Autant Karin Keller-Sutter que Nathalie Barthoulot, ministre jurassienne et présidente de la Conférence des directeurs cantonaux des affaires sociales, ne manquent pas de remercier la population pour sa solidarité. Une attitude qu'il s'agit de soigner, selon la conseillère fédérale libérale-radicale. «Pour cela, il faut absolument lutter contre les abus, en empêchant par exemple que ceux qui ont quitté la Suisse encaissent encore l'aide sociale.»
De même, côté marché du travail, «les employeurs veulent se montrer solidaires, mais souhaitent davantage de stabilité au moment d'engager une personne avec statut S», remarque, pour sa part, la ministre Nathalie Barthoulot.
Concernant l'avenir, Karin Keller-Sutter considère que «les Ukrainiens réfugiés doivent pouvoir retourner pour quelques jours dans leur pays afin de se faire une idée de la situation et visiter leur famille. Mais s'ils restent trop longtemps, le statut S leur sera retiré.» La durée de séjour autorisée tournerait autour de quinze jours, à préciser encore par la Confédération et les cantons.

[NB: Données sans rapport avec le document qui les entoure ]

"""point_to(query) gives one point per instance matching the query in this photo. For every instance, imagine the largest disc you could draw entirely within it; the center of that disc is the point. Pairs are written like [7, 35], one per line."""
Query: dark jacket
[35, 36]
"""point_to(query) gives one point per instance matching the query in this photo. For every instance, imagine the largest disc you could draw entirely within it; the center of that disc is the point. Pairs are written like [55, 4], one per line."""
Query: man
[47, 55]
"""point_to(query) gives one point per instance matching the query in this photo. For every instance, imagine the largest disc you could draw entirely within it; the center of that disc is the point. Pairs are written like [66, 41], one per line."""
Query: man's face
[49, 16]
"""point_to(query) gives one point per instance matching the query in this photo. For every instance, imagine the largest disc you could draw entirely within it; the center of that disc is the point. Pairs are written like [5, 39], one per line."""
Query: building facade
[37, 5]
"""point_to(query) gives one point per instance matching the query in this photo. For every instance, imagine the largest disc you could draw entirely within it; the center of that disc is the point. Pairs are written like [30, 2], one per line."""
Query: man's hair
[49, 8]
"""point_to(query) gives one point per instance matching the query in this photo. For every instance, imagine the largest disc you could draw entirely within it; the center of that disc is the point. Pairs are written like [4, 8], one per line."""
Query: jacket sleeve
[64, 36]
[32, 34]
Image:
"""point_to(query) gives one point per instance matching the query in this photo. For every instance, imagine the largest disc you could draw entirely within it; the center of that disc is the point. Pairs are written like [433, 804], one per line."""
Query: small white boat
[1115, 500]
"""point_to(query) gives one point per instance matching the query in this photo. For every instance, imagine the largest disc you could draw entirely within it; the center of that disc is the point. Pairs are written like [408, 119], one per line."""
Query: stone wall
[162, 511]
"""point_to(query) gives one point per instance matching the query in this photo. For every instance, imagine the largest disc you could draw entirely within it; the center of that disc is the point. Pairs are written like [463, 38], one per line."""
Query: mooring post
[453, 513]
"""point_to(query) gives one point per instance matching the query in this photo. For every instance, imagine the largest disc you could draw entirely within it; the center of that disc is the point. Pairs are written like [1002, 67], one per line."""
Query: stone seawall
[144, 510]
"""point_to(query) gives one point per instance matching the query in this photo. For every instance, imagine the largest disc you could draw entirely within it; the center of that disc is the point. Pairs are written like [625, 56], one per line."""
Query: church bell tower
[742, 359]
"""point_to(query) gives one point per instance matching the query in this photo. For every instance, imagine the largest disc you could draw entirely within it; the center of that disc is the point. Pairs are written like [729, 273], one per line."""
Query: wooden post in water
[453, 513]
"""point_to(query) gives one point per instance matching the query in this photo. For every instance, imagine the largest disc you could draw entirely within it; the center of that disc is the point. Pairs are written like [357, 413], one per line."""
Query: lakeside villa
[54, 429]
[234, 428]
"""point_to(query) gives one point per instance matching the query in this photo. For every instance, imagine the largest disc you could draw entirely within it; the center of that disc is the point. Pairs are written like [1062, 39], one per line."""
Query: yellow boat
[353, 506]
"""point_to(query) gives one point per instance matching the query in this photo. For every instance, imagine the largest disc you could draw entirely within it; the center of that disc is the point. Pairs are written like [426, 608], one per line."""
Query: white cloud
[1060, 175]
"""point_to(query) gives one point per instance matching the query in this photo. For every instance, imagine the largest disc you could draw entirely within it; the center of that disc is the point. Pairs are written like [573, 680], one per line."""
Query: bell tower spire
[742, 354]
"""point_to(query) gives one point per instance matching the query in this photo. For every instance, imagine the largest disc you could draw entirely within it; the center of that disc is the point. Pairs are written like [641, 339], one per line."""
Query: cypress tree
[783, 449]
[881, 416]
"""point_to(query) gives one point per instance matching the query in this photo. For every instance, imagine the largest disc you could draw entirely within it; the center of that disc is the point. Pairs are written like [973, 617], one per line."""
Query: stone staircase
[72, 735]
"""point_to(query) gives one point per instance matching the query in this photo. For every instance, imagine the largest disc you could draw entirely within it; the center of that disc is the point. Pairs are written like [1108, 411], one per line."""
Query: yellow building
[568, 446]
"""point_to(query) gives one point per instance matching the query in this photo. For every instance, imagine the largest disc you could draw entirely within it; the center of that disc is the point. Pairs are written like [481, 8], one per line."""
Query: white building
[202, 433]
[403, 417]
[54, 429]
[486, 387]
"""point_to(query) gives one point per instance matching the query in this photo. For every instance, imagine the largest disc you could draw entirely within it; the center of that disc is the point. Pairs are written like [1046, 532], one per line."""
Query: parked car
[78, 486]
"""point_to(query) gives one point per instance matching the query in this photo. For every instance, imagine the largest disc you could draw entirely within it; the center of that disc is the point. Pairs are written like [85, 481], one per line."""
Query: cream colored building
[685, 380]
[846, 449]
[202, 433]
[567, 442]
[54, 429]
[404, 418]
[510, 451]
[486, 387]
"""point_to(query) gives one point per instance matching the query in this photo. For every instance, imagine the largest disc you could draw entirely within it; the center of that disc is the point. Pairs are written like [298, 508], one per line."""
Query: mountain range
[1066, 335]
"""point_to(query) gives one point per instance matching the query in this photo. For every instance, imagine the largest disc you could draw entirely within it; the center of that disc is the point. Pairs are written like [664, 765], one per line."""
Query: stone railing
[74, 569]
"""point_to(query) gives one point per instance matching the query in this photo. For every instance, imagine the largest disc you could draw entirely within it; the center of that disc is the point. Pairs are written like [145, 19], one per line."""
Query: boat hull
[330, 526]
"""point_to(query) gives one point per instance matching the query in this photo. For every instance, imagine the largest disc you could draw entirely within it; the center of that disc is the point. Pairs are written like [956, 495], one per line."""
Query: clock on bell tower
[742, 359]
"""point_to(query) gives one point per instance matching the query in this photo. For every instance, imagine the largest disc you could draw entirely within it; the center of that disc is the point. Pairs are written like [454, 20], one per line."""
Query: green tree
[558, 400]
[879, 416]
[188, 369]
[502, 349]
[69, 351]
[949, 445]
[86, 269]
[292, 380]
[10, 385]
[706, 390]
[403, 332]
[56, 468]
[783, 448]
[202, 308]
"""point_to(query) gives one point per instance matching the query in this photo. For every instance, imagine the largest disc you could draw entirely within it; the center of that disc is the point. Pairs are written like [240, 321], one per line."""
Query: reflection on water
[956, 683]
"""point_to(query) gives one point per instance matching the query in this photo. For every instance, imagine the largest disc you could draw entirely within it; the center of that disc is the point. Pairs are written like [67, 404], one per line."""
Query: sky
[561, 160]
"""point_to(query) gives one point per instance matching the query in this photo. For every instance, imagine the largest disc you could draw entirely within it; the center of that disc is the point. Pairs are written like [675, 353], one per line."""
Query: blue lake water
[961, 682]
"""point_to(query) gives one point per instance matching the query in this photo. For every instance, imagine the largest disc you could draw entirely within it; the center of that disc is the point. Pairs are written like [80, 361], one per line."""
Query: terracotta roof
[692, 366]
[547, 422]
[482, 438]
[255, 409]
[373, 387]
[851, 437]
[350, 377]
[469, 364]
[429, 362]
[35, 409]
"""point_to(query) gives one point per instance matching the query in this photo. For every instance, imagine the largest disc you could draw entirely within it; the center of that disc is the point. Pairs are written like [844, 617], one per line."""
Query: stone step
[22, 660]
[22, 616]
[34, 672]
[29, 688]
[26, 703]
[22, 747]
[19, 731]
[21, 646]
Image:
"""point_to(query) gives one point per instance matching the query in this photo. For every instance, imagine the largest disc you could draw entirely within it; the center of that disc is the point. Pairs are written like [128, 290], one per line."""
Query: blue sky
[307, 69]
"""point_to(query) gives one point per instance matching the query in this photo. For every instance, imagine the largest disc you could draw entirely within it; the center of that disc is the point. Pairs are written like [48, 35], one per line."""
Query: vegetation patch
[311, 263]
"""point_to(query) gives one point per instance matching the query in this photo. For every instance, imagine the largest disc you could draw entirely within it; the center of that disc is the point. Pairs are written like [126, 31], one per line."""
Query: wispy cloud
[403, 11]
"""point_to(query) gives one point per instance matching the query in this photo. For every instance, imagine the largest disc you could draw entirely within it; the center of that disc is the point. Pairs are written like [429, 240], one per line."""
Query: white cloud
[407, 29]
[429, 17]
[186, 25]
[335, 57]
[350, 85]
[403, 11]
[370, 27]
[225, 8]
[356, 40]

Velléités de durcissement à droite
La pression induite par l'afflux ne plaît pas à tout le monde. Critique dès le départ, l'UDC revient ces jours à la charge. Sa conseillère nationale argovienne Martina Bircher, épaulée par le sénateur libéral-radical appenzellois Andrea Caroni (qui serait plutôt isolé dans son parti, entend-on), estime que le statut S ne devrait s'adresser qu'aux Ukrainiens venant de l'est du pays, puisque c'est dans cette région que l'armée russe concentre désormais son invasion.
Pour Karin Keller-Sutter, il n'en est pas question. «Je ne comprends pas sur quelle analyse se base cette idée. Tous les jours, en lisant le bulletin du Service de renseignement de la Confédération (SRC), je vois où tombent les bombes. Récemment la ville de Lviv, bien qu'à l'ouest de l'Ukraine, a été victime d'un bombardement. Même si la guerre est la plus extrême à Marioupol et dans le Donbass à l'est, le reste du pays reste attaqué.»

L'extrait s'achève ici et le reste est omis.